Visual balance is essential to good design because it provides a sense of unity, order, and equilibrium. Designs need to visually “hold together” in order to feel complete and congruent. The visual weight of objects, space, and color should be equally distributed across the design to achieve balance.



Balance is the equal distribution of visual weight in a design. Think of standing on one foot; you can adjust your core, arms, and other leg into different positions to keep from falling. Two forms of balance are symmetrical and asymmetrical. Symmetrical balance is created by repeating the reverse of a design on the opposite side of an axis. Think of it as mirroring the image on the other side. Asymmetrical balance is created by elements that are of equal weight but not identical to each other.


Symmetrical Balance

Elegant. Formal. Conservative.


Asymmetrical Balance

Abstract. Tension. Contrast.

Design Theory - Asymmetrical.jpg

Radial Balance

Circular. Centered. Focused.


Crystallographic Balance

Mosaic. Repetition. Balance.



Using visual hierarchy allows your content to be scanned while communicating the relative importance of different parts. It is likely that you are already demonstrating some form of hierarchy by using headers, paragraphs, and bullet points. Use hierarchy to move the eye from the most important elements to the least.

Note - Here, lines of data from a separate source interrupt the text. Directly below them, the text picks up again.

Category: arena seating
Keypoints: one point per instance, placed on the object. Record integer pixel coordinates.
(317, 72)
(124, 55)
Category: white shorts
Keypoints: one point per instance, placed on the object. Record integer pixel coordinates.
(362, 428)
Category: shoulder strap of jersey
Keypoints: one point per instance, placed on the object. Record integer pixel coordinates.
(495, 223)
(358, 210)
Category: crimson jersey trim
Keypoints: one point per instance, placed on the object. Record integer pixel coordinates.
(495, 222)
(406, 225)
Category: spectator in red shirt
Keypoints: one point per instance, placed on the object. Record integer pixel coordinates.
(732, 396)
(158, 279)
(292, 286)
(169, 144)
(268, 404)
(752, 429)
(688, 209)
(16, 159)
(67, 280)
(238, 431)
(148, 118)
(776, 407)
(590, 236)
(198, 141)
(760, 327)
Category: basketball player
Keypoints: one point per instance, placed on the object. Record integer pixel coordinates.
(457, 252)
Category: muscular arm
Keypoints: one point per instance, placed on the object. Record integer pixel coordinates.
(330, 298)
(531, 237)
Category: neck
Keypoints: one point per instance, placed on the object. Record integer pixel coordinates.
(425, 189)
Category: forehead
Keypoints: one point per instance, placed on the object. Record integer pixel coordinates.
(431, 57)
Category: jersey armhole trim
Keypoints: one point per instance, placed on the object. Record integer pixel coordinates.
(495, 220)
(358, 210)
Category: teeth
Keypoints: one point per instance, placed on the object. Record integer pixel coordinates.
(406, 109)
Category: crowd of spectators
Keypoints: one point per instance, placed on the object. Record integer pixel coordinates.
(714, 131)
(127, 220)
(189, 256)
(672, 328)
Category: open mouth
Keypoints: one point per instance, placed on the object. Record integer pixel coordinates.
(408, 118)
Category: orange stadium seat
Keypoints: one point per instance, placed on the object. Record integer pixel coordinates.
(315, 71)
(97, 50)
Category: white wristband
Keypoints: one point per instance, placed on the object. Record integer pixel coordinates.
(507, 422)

Space is the area the design will take place on. It can be used to show depth and perspective, and imply a three-dimensional image on a two-dimensional area. For example, two objects that are different sizes. The larger image appears closer than the smaller image. You can use space to create emphasis and hierarchy. White space is just as important as the objects in the design; it helps direct the eyes of the viewer. The more space there is around an object, the easier it is to notice. You can also use white space to give the eyes a rest, allowing the viewer to absorb the meaning and intention of something.



Contrast emphasizes the differences between elements in a design. Contrast can be created with color, size, type, space, and other elements. It is another way to direct focus, create organization, and invoke impact. A good use of high contrast is between the color of your text and the background. It makes your copy readable. If there is an element that is less important, you can use low contrast so it is not emphasized.